Shane Ashgable rapped gently on Lorimer’s door and sidled conspiratorially into the room. He was a lean, fit man whose relentless work-out programme had squared his face almost perfectly with bulging jaw muscles. He walked as if he had his buttocks permanently clenched (Hogg said once, memorably, “D’you think Ashgable’s got a fifty pence piece held between his cheeks?”). He once confessed to Lorimer that he did a thousand press-ups a day.

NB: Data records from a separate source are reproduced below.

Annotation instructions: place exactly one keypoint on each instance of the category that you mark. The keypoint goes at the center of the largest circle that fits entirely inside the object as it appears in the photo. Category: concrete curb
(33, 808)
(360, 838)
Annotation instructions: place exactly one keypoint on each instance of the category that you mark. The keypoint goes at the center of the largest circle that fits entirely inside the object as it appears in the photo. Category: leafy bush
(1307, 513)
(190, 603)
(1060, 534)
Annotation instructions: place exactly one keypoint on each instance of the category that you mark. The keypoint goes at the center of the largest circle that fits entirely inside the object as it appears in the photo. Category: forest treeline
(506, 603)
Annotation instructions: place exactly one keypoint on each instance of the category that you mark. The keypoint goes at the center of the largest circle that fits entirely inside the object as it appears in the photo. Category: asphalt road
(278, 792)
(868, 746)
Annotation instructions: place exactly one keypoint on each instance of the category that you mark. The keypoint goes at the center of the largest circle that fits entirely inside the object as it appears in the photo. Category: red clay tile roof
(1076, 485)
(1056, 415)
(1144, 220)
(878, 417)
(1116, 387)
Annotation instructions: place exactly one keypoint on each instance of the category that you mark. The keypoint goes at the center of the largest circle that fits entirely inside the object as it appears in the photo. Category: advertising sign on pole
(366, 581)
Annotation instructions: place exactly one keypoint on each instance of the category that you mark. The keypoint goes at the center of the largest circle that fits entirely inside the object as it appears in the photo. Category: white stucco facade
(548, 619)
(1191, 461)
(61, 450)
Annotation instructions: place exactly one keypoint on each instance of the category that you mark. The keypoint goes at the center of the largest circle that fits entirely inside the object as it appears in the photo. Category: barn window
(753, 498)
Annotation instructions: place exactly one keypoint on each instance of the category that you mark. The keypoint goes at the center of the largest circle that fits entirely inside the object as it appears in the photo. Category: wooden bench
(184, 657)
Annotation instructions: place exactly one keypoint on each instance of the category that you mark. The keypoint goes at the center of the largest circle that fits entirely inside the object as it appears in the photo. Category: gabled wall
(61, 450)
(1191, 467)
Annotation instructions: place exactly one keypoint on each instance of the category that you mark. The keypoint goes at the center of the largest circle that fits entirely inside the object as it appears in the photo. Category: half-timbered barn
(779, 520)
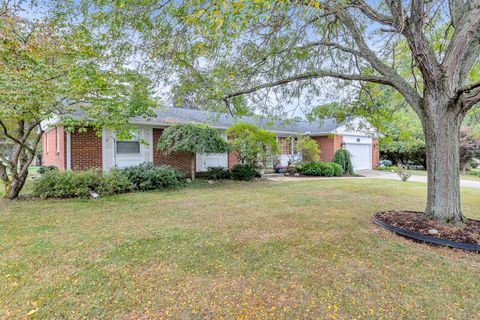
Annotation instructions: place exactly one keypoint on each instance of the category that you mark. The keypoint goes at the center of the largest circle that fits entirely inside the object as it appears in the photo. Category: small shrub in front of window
(113, 182)
(323, 169)
(244, 172)
(218, 173)
(67, 184)
(147, 176)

“Helvoir-Jayne’s been canned,” Ashgable said.
“Jesus Christ! When?”
“This morning. He was in and out of here like shit through a tin horn. Never seen anything like it. Ten minutes.”
“What’s going on?”
“No idea. Hogg’s like a man pissing on ice. What do you make of it?” Ashgable was no fool, Lorimer knew; he had spent a year at the Harvard Business School, hence his penchant for American slang.
“Haven’t the faintest,” said Lorimer.
“Come on,” Ashgable said, with a sly smile. “He’s your friend.”